Date Speaker Presentation Abstract
Feb. 23, 2017 Tyler Kutz Probing Nuclear Neutron Distributions with Parity Violation The lead (Pb) Radius EXperiment (PREX) will measure the parity-violating asymmetry in electron scattering from Pb-208. This asymmetry is sensitive to the neutron r.m.s. radius, Rn, which has important applications to nuclear physics. A measurement of Rn to 1% will constrain the nuclear equation of state. Further, Rn has been shown to be strongly correlated with the radius of neutron stars. PREX will run at Jefferson Lab.
March 09, 2017 Mehdi Namazi The Magic of Dark-State-Polaritons

In this short talk we’ll go over a few project we’re currently doing at Qauntum Information Technology lab. The main focus will be on one of the very strong experimental and theoretical tools in optical quantum information; the ability of creating a quantum super position between photons and collective spin excitation of atoms. We will talk about several applications of these states in cold and room temperature quantum technologies from ultra-secure communication networks to physically simulating complicated quantum field theory Hamiltonians.

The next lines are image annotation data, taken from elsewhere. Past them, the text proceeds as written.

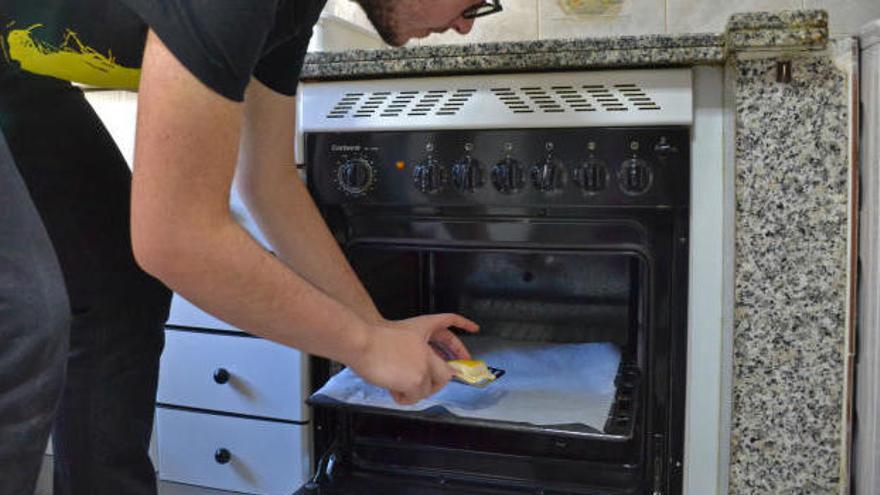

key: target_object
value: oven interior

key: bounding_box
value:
[302,243,649,493]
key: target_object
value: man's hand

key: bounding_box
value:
[347,314,479,404]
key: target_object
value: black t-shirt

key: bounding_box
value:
[0,0,326,101]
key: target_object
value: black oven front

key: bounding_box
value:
[301,127,690,495]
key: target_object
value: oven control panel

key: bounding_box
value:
[306,127,690,207]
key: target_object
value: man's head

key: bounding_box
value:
[356,0,498,46]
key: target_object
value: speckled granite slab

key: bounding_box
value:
[301,34,724,80]
[729,39,853,495]
[726,10,828,52]
[301,10,828,80]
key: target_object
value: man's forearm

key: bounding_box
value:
[138,205,368,363]
[236,81,381,321]
[235,167,381,328]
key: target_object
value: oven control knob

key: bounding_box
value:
[452,157,483,193]
[413,158,446,194]
[617,158,654,196]
[572,158,608,193]
[492,157,525,194]
[336,158,376,196]
[529,157,565,192]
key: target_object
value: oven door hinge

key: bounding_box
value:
[651,433,666,495]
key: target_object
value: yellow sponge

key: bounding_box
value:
[447,359,495,387]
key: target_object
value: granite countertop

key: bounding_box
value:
[301,10,828,80]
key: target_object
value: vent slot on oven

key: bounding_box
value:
[326,88,477,119]
[490,83,662,113]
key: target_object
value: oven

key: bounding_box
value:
[299,70,691,495]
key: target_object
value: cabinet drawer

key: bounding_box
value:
[157,408,310,495]
[157,329,308,421]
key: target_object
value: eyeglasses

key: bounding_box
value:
[461,0,503,19]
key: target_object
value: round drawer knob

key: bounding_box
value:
[214,447,232,464]
[214,368,229,385]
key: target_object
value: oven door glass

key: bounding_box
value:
[303,243,650,493]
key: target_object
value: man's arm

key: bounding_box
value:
[131,32,476,402]
[236,80,382,322]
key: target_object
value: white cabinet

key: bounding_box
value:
[157,330,306,421]
[86,91,311,495]
[158,409,309,495]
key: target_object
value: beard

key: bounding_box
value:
[356,0,406,46]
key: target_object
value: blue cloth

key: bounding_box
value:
[315,337,620,430]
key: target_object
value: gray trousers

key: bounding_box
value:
[0,68,171,495]
[0,130,70,495]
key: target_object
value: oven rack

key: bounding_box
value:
[306,361,641,442]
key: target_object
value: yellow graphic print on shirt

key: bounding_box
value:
[6,24,140,89]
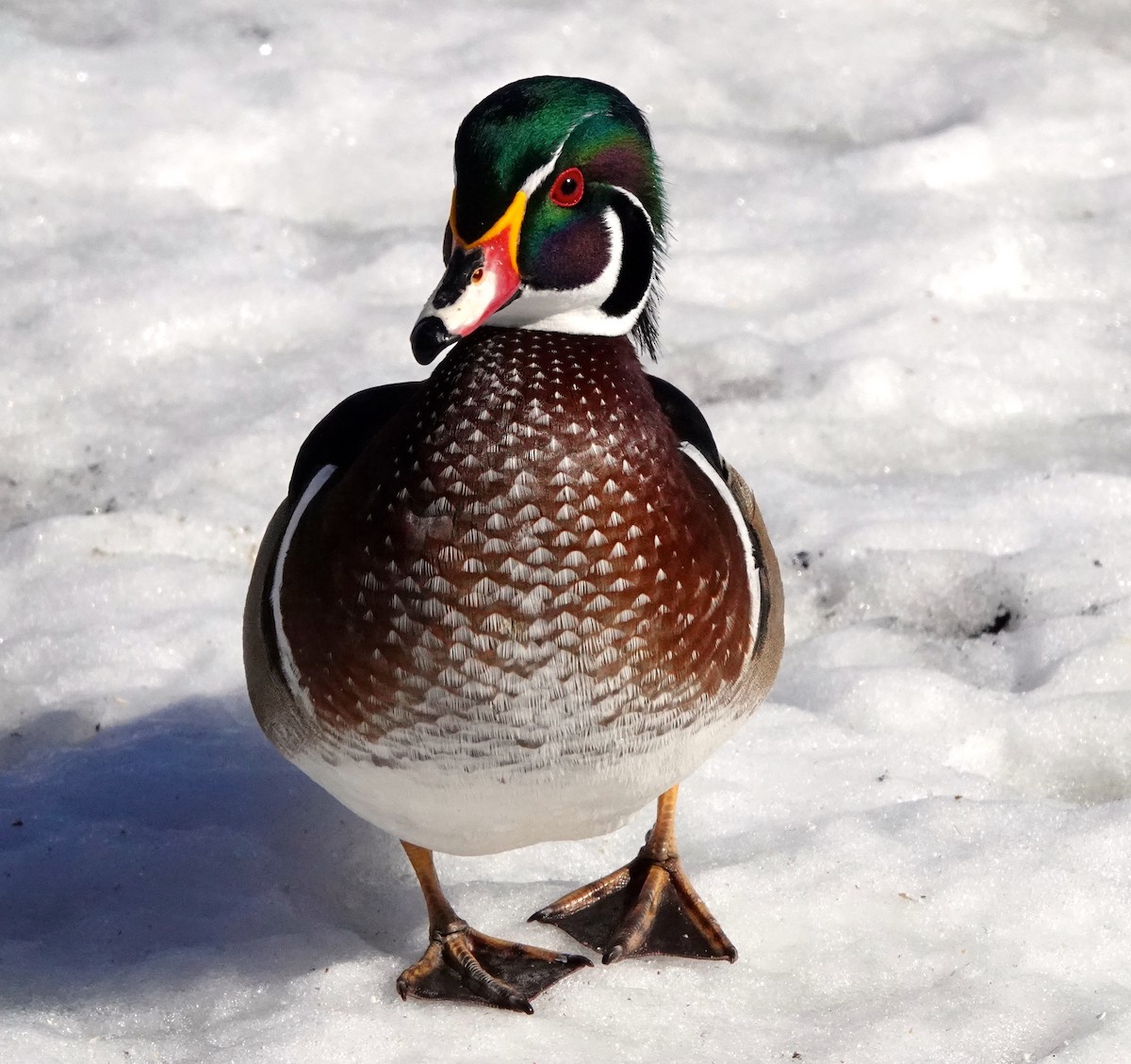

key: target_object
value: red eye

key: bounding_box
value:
[549,166,584,207]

March 23, 2017 Drew Jamieson Inflationary Cosmology The standard model of cosmology holds that the universe went through a period of rapid, nearly exponential expansion early in its history. This proposal is called inflation. It has been shown that the idea of inflation not only explains the origin of our universe, but can also predict the early universe anisotropies that seeded the large scale structures filling the universe today. This talk will review the mechanisms that generate inflationary expansion in General Relativity, some of the problems that are solved by inflation in cosmology, and how inflation, from the point of view of quantum field theory, generates the anisotropies and inhomogeneities of the universe, which eventually formed the CMB fluctuations and seeded the formation of galaxies and large scale structure.

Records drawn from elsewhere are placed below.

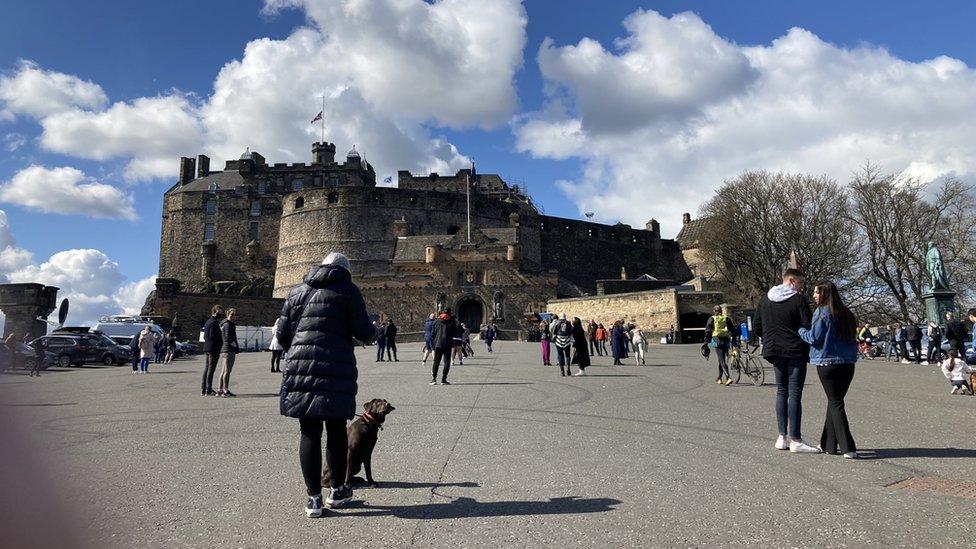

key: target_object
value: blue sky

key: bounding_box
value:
[0,0,976,322]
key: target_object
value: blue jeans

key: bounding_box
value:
[769,358,807,439]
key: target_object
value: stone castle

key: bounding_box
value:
[143,143,708,338]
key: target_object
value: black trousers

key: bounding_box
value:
[298,418,349,496]
[430,347,452,381]
[817,364,857,454]
[908,339,922,364]
[200,352,220,393]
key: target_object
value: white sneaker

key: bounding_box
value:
[790,440,820,454]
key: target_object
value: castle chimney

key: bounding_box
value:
[197,154,210,178]
[393,217,407,237]
[180,156,196,185]
[312,143,335,164]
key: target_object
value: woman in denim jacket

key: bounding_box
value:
[800,282,857,459]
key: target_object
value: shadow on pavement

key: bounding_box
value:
[857,448,976,459]
[353,480,481,490]
[342,496,622,520]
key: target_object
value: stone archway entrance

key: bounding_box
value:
[457,296,485,334]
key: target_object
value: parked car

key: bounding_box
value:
[32,333,132,368]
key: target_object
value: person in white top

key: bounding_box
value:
[630,328,647,366]
[942,349,976,395]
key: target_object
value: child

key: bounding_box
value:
[942,349,976,395]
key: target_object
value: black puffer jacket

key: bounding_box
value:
[277,265,376,419]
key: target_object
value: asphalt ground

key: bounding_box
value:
[0,342,976,548]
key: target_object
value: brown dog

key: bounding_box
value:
[322,398,396,488]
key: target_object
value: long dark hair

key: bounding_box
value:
[817,281,857,343]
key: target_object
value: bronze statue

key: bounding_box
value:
[925,242,949,292]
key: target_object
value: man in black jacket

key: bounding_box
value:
[202,305,224,396]
[946,312,966,357]
[753,269,820,453]
[277,252,376,517]
[383,318,400,362]
[430,307,458,385]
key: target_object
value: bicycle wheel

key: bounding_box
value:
[746,355,766,387]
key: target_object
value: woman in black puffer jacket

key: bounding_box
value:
[276,253,376,517]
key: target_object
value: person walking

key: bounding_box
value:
[630,327,647,366]
[596,323,609,356]
[420,313,437,366]
[217,309,240,397]
[566,316,593,376]
[539,320,552,366]
[946,309,976,360]
[550,313,573,376]
[902,320,922,364]
[200,305,224,396]
[383,318,400,362]
[139,324,157,374]
[753,268,820,453]
[705,305,732,386]
[586,319,597,356]
[268,317,285,374]
[430,307,458,385]
[129,330,142,374]
[800,282,866,459]
[925,321,942,364]
[277,252,377,518]
[373,320,386,362]
[484,322,498,353]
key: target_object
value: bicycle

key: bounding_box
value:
[726,344,766,387]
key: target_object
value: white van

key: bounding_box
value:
[93,315,164,347]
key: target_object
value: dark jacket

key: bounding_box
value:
[946,319,966,341]
[220,318,240,353]
[276,265,376,419]
[433,313,459,350]
[203,316,224,353]
[753,286,811,360]
[384,322,397,343]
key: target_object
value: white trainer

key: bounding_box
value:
[790,440,821,454]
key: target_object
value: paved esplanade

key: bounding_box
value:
[0,342,976,547]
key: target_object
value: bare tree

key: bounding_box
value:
[849,164,976,321]
[699,171,862,302]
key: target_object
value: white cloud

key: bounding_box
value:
[513,12,976,234]
[0,60,108,118]
[3,132,27,152]
[0,165,136,220]
[40,93,203,181]
[11,0,527,181]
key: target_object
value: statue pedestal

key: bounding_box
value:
[922,290,956,325]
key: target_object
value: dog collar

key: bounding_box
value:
[361,412,383,429]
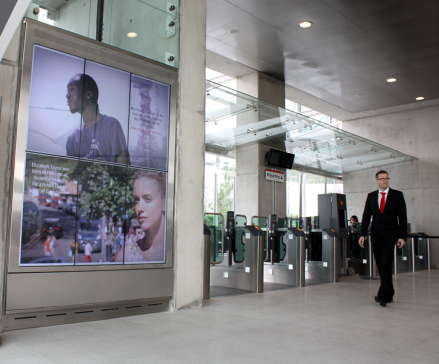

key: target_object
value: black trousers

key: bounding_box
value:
[372,236,396,303]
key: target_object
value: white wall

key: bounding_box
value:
[343,104,439,268]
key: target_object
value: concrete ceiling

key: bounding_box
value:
[206,0,439,113]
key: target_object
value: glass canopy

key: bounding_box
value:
[206,81,417,177]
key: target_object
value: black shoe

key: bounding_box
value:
[375,296,387,307]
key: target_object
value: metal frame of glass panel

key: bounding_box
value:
[206,81,417,178]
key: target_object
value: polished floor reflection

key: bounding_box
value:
[0,270,439,364]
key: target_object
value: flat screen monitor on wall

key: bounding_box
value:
[10,18,177,269]
[265,149,294,169]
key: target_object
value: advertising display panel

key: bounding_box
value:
[12,37,171,267]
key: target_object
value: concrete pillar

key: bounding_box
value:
[235,72,287,223]
[0,27,21,332]
[171,0,206,309]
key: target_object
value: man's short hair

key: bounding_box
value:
[77,73,99,105]
[375,170,389,179]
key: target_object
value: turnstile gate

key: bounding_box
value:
[210,225,264,292]
[264,227,305,287]
[305,229,341,282]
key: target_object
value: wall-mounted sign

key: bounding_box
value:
[265,169,285,183]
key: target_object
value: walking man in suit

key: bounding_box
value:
[358,170,407,307]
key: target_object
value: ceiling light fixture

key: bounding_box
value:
[299,21,312,28]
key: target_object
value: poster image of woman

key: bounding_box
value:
[116,169,166,264]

April 06, 2017 Julio Virrueta Entanglement Entropy, QFT and holography Since it was first propose, entanglement has been a great example of a purely quantum mechanical phenomenon. One of it's biggest appeals is the fact that it connects several different areas of physics, from quantum information and solid state physics to quantum field theory and string theory. In this talk I'll present the basic concepts of entanglement and entanglement entropy and will study them in the context of QFT and the AdS/CFT correspondence.

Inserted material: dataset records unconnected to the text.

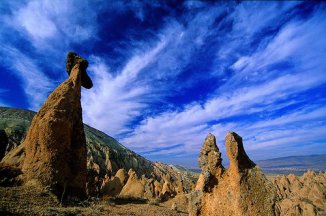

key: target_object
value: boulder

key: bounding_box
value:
[189,132,276,216]
[120,169,145,198]
[22,53,91,197]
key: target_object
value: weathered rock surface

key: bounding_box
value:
[120,170,145,198]
[0,107,196,197]
[274,171,326,215]
[22,53,88,196]
[189,132,276,216]
[101,169,128,197]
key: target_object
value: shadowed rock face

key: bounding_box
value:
[22,53,91,196]
[66,52,93,89]
[225,132,256,172]
[189,132,276,216]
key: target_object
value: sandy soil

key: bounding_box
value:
[0,181,188,216]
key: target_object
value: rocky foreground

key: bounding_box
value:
[0,52,326,216]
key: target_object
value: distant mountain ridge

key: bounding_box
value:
[190,154,326,175]
[256,154,326,174]
[0,107,194,194]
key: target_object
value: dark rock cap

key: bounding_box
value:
[198,133,224,175]
[66,52,93,89]
[225,132,256,170]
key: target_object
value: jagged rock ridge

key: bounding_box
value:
[0,107,196,196]
[189,132,276,216]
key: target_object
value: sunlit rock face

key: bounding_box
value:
[22,53,92,196]
[189,132,276,216]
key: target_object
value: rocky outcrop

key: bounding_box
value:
[101,169,128,197]
[0,107,197,198]
[189,132,276,216]
[22,53,91,196]
[274,171,326,216]
[120,170,145,198]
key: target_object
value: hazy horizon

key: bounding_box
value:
[0,0,326,167]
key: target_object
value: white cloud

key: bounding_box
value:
[121,5,326,162]
[0,45,54,111]
[7,0,97,51]
[82,40,166,136]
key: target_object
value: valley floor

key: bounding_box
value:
[0,181,188,216]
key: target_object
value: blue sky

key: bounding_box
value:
[0,0,326,167]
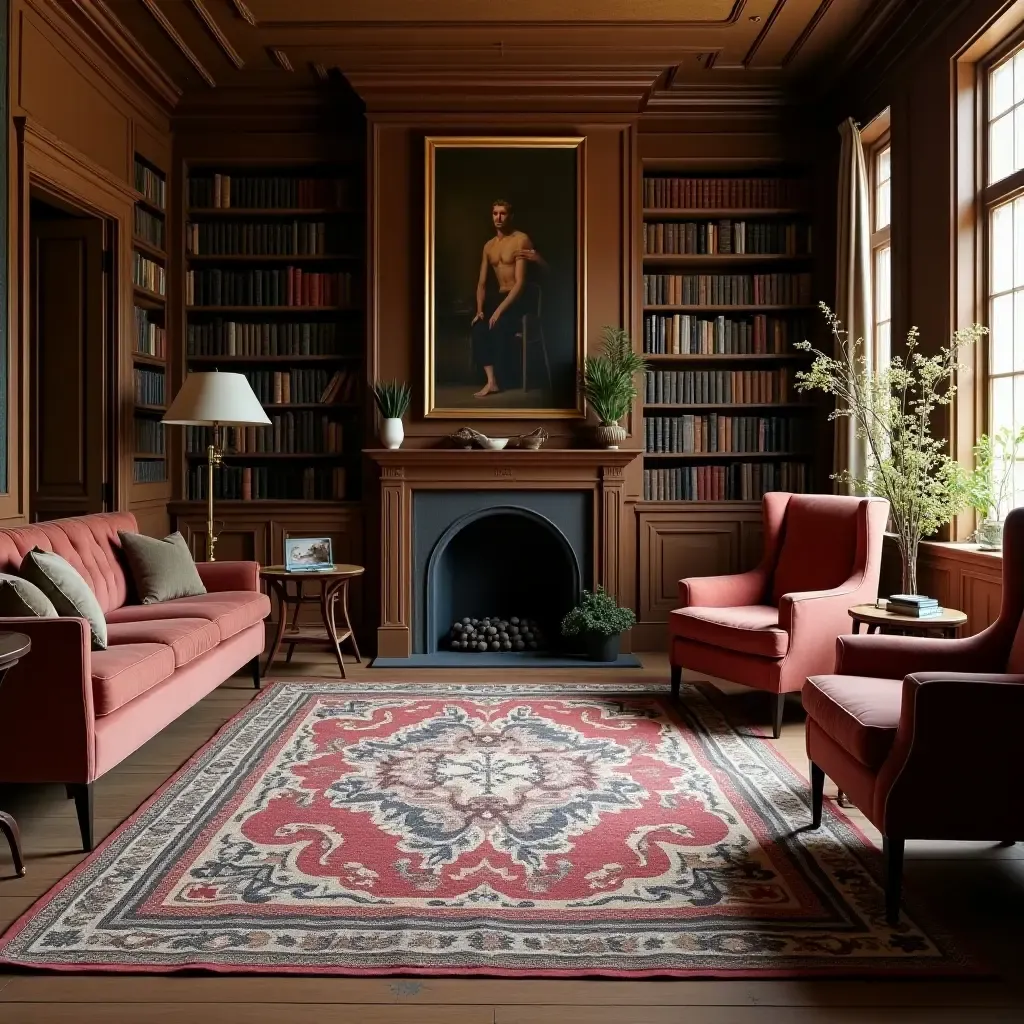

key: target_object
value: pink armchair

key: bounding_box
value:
[804,509,1024,924]
[669,492,889,736]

April 20, 2017 Kevin Wood Measuring Neutrino Oscillations

Neutrino oscillation experiments observe quantum interference over a range of (very) macroscopic distances - up to thousands of kilometers or even more. Due to the weakly interacting nature of the neutrino, this phenomenon is one of the best probes we have to study these fundamental particles. By making precise measurements of oscillations into different weak eigenstates we hope to better understand the nature of the neutrino, its place in the standard model of particle physics, and its impact on the evolution of the universe. This talk will apply some basic quantum mechanical ideas to illustrate the source of neutrino oscillations before discussing some techniques long baseline neutrino experiments utilize to measure the mixing parameters.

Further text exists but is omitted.